With his compositions, Bertelmann seems eager to remind us that the piano is a percussion instrument after all, and What If is far more interested in rhythm than melody. On opening track “I Can’t Find Water”, he adds electronic whirring and clattering that lend an industrial sheen to the piece, but these serve mostly to accent and highlight the rhythms already put in place by the piano itself. The track feels like an assembly line where all the parts have come to life at once, held together with mechanical precision yet just disordered enough to sound human.
The dominant mood of the album is anxiety, which Bertelmann conveys largely through speed and repetition. Individual notes are rarely plucked only once, but rather are insistent, urgently wrought many times over, like someone ruminating over a troublesome thought. Elsewhere, this repetition is achieved more through electronic processing, as on “My Kids Live on Mars”, which features an arid thwapping sound like a sputtering engine. Yet What If does not drown in its own anxiety, often finding ways to sublimate it into something more useful. The same track, for example, also features a more considered, poignant piano line overlaying the frantic buzz, preventing the composition from dissolving entirely in worry.

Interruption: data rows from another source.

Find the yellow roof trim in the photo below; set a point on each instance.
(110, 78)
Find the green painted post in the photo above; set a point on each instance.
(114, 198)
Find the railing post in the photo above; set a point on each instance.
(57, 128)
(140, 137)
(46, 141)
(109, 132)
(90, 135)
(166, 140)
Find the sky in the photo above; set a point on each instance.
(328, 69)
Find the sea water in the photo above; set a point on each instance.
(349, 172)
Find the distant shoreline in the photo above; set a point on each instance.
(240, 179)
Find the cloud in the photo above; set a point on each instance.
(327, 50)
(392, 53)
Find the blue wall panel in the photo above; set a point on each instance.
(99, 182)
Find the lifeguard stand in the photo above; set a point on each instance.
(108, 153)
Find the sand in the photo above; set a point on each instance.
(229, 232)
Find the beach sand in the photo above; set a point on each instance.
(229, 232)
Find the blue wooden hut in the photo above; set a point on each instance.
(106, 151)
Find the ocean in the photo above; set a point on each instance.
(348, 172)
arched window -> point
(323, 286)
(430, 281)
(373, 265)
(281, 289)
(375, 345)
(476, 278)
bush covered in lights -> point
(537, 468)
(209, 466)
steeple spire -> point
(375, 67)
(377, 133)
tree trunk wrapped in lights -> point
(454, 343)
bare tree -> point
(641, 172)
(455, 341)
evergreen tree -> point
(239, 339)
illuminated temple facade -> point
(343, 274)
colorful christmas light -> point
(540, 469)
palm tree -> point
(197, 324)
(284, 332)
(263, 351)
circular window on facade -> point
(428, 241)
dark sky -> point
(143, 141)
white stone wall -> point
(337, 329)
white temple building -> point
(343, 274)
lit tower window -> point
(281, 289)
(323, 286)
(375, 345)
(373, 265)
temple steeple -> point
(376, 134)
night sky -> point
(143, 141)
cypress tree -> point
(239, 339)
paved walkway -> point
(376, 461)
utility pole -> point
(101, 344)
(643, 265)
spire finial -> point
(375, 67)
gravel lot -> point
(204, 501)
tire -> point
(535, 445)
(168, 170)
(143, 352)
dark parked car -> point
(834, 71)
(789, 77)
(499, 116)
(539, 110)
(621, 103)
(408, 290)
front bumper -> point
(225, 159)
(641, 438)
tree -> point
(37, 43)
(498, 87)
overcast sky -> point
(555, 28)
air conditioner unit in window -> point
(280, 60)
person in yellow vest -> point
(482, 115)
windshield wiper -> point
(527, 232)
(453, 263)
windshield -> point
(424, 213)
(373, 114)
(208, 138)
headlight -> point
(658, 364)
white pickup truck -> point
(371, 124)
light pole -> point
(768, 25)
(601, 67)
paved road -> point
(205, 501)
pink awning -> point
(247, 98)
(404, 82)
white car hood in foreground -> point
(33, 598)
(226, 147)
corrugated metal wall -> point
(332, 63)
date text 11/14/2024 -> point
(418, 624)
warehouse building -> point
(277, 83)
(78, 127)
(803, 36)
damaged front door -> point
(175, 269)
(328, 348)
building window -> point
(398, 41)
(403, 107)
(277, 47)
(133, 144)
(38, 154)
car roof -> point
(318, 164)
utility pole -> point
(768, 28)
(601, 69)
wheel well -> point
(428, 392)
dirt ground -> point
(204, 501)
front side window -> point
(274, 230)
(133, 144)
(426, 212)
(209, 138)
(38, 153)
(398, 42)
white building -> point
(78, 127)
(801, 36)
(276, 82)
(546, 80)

“I Can’t Express My Deep Love” is the most straightforward and “pretty” piano piece here. It too is lovely and, well, expressive, moving dynamically between tempos and making use of pauses and drifting tremolos. Arriving at the midpoint of the album, it is a welcome respite that helps ward off fatigue from the more experimental, fretful numbers. “Nature Fights Back”, coming directly afterward, unfortunately, snuffs out its poignant mood in the record’s only misstep. The track features many of the same rhythmic elements as found elsewhere but somehow feels comical, like a caricature. It sounds like something that could soundtrack a silent movie about a nefarious, mustache-twirling gangster involved in a slapstick car chase. Comic relief, perhaps, but in this case, it is an unwelcome break from the rest of the album’s carefully curated mood.
Gladly, the remaining three tracks are a return to form. “Familiar Things Disappear”, one of the most overtly electronic offerings and a highlight of the record as a whole, features atmospheric, nearly apocalyptic analog synths and dramatic, booming percussion while nonetheless retaining Bertelmann’s characteristic subtlety. “Trees Only Exist in Books”, armed with a whimsical title like something out of the Welcome to Night Vale podcast, is the album’s lengthiest piece at seven-and-a-half minutes, and also one of its sparest. The track starts off with glacial gongs as if time itself is grinding to a halt, before a swell of strings overtake it and provide us with a denouement of all the work’s tension.
What If manages the ambitious task of making anxiety and nervousness sound not only palatable but gratifying and engaging. While an undeniably cerebral work, the album unflinchingly maintains its emotional core throughout. Bertelmann’s minimal arrangements are careful, even lovingly constructed. As complex and challenging as this collection can be, it feels honest above all else. If you agree to follow along with its subtle modulations in mood and makeup, it will prove to be an edifying listen.